Vol. 65, No. 2 - Winter 2012

David Eckhardt

Abstract

    Employers that maintain an employee stock ownership plan (ESOP) provide a method to compensate their employees while generating employee interest in the success of the employer. Congress acknowledged these benefits and passed certain tax-favorable legislation for companies that implement ESOPs to encourage their use. Unfortunately, by challenging taxpayers and issuing regulations, the Service does not share Congress’s view that certain dividends with respect to ESOPs are deductible.

    In 2010, the Eighth Circuit Court of Appeals ruled for the second time that certain dividends paid with respect to stock held by an ESOP were not deductible by an employer. The Eighth Circuit relied on its own precedent, the arguments in opinions by the Third Circuit, and the Tax Court. However, the Ninth Circuit previously reached a contradictory conclusion and allowed a deductions in different reasoning. The employer in the second Eighth Circuit case appealed to the Supreme Court, which subsequently denied certiorari. Thus, for any taxpayer employer that is still embattling challenges by the Service, the question is left to be resolved by each of the Circuit Courts of Appeals that have not ruled on the issue. Additionally, there may be some alternative methods to effectuate the same result with stronger arguments for deductibility.

    The issue in these cases revolves around the collision of several Code sections when a corporation effectuates a transaction involving ESOP dividends. It is common that a corporation will set up an ESOP for its employees as a method to compensate its employees for services rendered. As the employee provides services for the employer, the employee’s account in the ESOP will vest in the shares held by the plan, giving the employee an actual future interest in the ESOP. Thus, at some point in time, the employee will have a legal right to claim the vested amounts in the plan so the employee can actually use and enjoy the compensation from services the employee rendered.

    The initial catalyst of the transaction at issue occurs when the employee wishes to exercise his or her right in obtaining the vested amounts in the plan, which can occur when the employee terminates employment. By terminating employment, the employee also terminates participation in the ESOP.
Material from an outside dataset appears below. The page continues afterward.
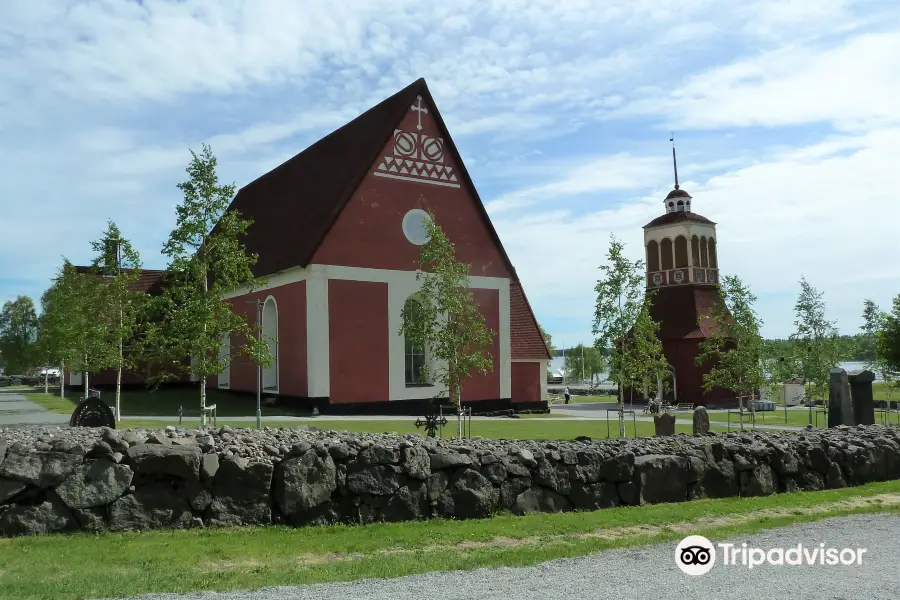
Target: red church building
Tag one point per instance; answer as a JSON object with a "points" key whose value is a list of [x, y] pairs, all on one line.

    Through an employment agreement and under the terms of the plan, the employee becomes entitled to receive cash in the amount vested in the ESOP. Also by agreement, the employer will first distribute the money to the ESOP, with the plan subsequently distributing the money to the employee. Finally, the plan will require that the employer either redeem shares held by the ESOP equal to the participant’s account, or it must redeem shares from participants after the ESOP distributes the shares.

    Although the transaction appears relatively simple, several complicated issues require an analysis to determine whether the distribution by the employer is deductible to that corporation for income tax purposes. The Eighth Circuit, Third Circuit, and the Tax Court held—and the Service takes the position—that a corporation cannot deduct the distributions described above. This Article seeks to show how the Eighth Circuit, the Third Circuit, and the Tax Court illogically reached that conclusion. First, Part II of this Article provides information on ESOPs and certain payments that are deductible to the employer when compensating its employees. Part II also provides background information on the nondeductibility of payments made for redemption of stock, as well as the various cases that have ruled on this issue. Next, Part III examines the structure of existing judicial analysis of the issue. Part III also analyzes the relevant Code sections to show how the courts were incorrect in analyzing the issue. Part IV describes fact patterns and alternate methods that vary from the court cases and provides an analysis for deductibility in those scenarios. Finally, Part IV analyzes how the remaining Circuit Courts of Appeals that have not ruled on the issue should rule based on this Article’s analysis and the courts’ precedent.